Delegado Rogério Baggio, titular da 2ª Delegacia de Novo Hamburgo


                No dia 28 de setembro, saiu o exame de DNA pedido pelo delegado. As crianças era irmãos, da mesma mãe, mas de pais diferentes.

 

                Nos registros de desaparecimentos do Estado não constava denuncia de sumiço de irmãos, as digitais delas tambem não constavam nos registros civis e sem as cabeças, não era possivel fazer um retrato falado.

 

                A polícia tambem fez buscas nas escolas da região, procurando irmãos que começaram a faltar aulas ou que tivessem sumido sem explicações. Não havia crianças, irmãos, faltando aulas.

 

                Era um novo beco sem saída.

 

                O fato de que nenhum parente, principalmente a mãe dessas crianças, ainda não tivesse aparecido buscando pelos filhos, só deixava o caso mais misterioso e difícil de ser solucionado. Estaria a mãe morta tambem?

 

                Nesses 3 meses de investigação, a polícia não havia conseguido avançar muito. A linha de investigação era a possibilidade de as crianças não serem brasileiras e serem de algum país que faz divisa com o Rio Grande do Sul, Paraguai, Uruguai ou Argentina.

 




                O exame toxicológico feito nos dois corpos, encontrou álcool no sangue do menino, 15 decigramas por litro de sangue. Para a comparação, entre 8 e 15 decigramas equivalem a mais ou menos uns 6 copos de cerveja e acima de 15, já é considerado como uma quantidade de álcool que causa torpor. Isso em um adulto, estamos falando de um menino de no máximo 9 anos.

 

                No fim de novembro, foram encontrados crânios em São Leopoldo e a polícia investigou se poderia ser dos corpos, mas não houve confirmação. Não eram das duas crianças.

 

                Logo no início de dezembro de 2017, no dia 10, o delegado titular Rogerio Baggio, sai de férias e é substituído pelo delegado veterano Moacir Fermino Bernardo.

 




                Fermino já era delegado a muitos anos.
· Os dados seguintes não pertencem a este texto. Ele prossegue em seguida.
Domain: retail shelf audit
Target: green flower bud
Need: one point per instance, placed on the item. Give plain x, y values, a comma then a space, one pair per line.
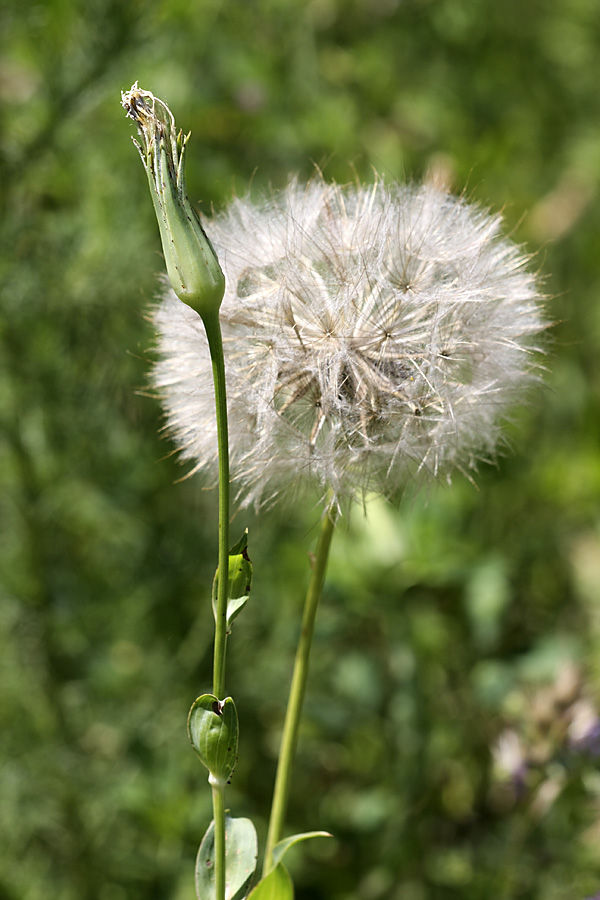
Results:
213, 731
192, 264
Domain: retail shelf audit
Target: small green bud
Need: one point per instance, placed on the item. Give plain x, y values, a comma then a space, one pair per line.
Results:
213, 730
192, 264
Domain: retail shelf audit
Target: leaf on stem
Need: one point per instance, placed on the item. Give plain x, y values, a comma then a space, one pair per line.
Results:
240, 580
276, 886
241, 852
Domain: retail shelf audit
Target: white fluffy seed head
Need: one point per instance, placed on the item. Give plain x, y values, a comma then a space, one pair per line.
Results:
370, 333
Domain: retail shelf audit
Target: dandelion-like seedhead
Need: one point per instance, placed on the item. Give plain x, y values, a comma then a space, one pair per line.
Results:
370, 333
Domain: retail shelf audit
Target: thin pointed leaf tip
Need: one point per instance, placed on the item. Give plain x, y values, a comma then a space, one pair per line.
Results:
192, 265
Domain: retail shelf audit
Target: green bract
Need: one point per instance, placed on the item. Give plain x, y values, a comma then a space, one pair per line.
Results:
192, 264
213, 731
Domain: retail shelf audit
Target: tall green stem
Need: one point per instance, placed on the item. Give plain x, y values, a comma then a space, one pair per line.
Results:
215, 343
298, 686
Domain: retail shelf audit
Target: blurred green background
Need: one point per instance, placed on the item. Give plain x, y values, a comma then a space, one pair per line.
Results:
442, 617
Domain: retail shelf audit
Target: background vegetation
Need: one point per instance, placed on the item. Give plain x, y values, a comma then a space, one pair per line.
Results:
442, 616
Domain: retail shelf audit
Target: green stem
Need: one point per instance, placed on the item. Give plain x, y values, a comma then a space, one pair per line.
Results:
215, 343
289, 736
218, 791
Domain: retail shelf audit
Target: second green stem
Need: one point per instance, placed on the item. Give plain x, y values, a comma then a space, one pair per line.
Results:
298, 687
215, 343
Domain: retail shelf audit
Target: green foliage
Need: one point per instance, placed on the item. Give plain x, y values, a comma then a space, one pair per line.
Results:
435, 613
240, 860
213, 730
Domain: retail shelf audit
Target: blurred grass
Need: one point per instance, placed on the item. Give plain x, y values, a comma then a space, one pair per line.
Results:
434, 612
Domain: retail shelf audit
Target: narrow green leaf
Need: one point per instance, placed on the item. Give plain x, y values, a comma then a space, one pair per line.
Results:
276, 886
241, 852
281, 848
240, 579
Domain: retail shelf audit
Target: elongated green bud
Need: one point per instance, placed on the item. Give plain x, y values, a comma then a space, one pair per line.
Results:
192, 263
213, 730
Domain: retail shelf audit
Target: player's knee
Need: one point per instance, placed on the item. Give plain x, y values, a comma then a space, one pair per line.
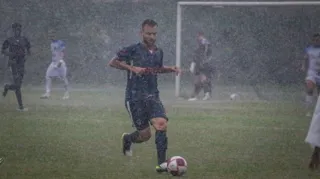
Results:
160, 124
145, 135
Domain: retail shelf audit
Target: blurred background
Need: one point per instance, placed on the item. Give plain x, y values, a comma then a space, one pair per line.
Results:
251, 45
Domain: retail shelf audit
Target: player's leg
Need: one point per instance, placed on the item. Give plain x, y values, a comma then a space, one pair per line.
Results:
313, 137
197, 88
63, 76
50, 73
310, 86
138, 113
159, 121
207, 87
18, 83
11, 86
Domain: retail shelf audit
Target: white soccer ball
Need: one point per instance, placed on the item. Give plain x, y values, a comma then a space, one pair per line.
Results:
234, 96
177, 166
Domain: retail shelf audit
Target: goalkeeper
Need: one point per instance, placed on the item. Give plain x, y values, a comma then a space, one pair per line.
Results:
202, 68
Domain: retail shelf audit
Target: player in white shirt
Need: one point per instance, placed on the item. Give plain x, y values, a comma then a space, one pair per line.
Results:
312, 66
57, 68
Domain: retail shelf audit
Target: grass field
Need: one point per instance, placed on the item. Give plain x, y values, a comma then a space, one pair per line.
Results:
80, 139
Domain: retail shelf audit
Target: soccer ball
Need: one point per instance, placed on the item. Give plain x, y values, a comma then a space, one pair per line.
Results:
177, 166
234, 96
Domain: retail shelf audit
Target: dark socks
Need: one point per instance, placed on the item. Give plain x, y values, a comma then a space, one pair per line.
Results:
19, 97
162, 145
207, 87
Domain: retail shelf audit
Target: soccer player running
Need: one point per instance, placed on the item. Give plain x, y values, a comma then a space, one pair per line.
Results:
143, 61
312, 65
202, 68
16, 48
57, 67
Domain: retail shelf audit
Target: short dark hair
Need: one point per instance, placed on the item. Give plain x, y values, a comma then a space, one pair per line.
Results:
149, 22
16, 25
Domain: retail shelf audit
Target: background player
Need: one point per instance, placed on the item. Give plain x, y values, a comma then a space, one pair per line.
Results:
313, 137
57, 67
202, 68
142, 61
312, 66
18, 47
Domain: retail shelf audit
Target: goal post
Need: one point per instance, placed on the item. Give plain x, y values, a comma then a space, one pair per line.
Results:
180, 4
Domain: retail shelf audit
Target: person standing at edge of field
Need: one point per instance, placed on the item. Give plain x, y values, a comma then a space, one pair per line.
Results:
202, 68
311, 65
313, 137
143, 61
18, 47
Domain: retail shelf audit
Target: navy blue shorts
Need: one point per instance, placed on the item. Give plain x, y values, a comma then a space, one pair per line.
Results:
141, 112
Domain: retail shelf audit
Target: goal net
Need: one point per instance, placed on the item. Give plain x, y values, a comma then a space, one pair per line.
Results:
253, 43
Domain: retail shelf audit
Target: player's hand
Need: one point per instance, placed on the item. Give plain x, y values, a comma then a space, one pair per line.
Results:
177, 70
138, 70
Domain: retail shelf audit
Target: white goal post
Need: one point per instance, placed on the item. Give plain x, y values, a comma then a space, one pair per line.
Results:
223, 4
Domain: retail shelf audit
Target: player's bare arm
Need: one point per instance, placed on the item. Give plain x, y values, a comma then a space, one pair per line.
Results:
112, 63
122, 65
165, 69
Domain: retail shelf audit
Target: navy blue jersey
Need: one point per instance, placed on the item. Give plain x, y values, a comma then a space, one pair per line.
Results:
140, 87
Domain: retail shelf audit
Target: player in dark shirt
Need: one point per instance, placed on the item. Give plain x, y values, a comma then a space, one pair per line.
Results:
16, 48
202, 68
143, 61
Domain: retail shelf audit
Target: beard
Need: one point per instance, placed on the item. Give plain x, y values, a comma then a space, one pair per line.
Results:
149, 42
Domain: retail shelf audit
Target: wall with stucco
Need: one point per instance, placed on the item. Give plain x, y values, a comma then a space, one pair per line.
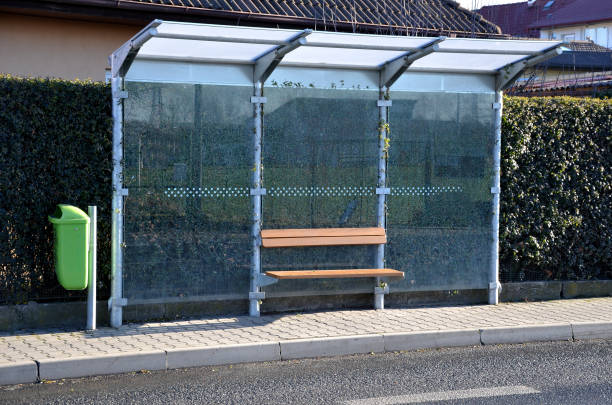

Concorreu a vereador por 2 vezes, em São Leopoldo, cidade vizinha de Novo Hamburgo, mas não conseguiu se eleger.

 

                O delegado Fermino liderou a investigação do latrocínio de Vitor Hugo Vitola, da esposa dele e da empregada do casal, em 1998, lá na praia do Cassino, que para refrescar sua memória, falamos sobre esses assassinatos no episodio 5 dessa temporada, no caso do maníaco do Cassino.

 

                Esse crime, tendo ocorrido na mesma época, muito se pensou ter alguma conexão, mas não pode ser ligado aos outros crimes. Diversas pessoas foram acusadas do latrocínio, 9 pessoas foram indiciadas por Moacir. Sete delas acabaram por ser inocentadas por falta de provas.

 

                Quando o caso ganhou uma certa notoriedade, Moacir Fermino começou uma investigação paralela a do Rogério Baggio.

 

                Um morador de Novo Hamburgo, dono de um ferro velho, chamado Paulo Sérgio Lehmen, ligou para o delegado Fermino com informações sobre o crime.

 

Paulo Lehmen



                Em 9 dias, o caso que em 3 meses praticamente não tinha evoluído, segundo Fermino, estava solucionado. Ele pediu a justiça mandados de prisão para 7 pessoas.

 

                Dia 27 de dezembro de 2017, delegado Fermino e outros policiais vão até o bairro de Morungava, em Gravataí, quase 50 km de Novo Hamburgo, em um sítio, onde ficava um tempo, chamado de Templo de Lúcifer, presidido por Silvio Fernandes Rodrigues.

 




                Silvio recebe voz de prisão. Outras duas pessoas que estavam tambem no templo, são levadas presas.

 




                Quem era Silvio e porque ele foi preso?

 

                Silvio se denominava mestre e bruxo e tinha ali no sítio em que morava, um templo dedicado a Lúcifer. A adoração satânica.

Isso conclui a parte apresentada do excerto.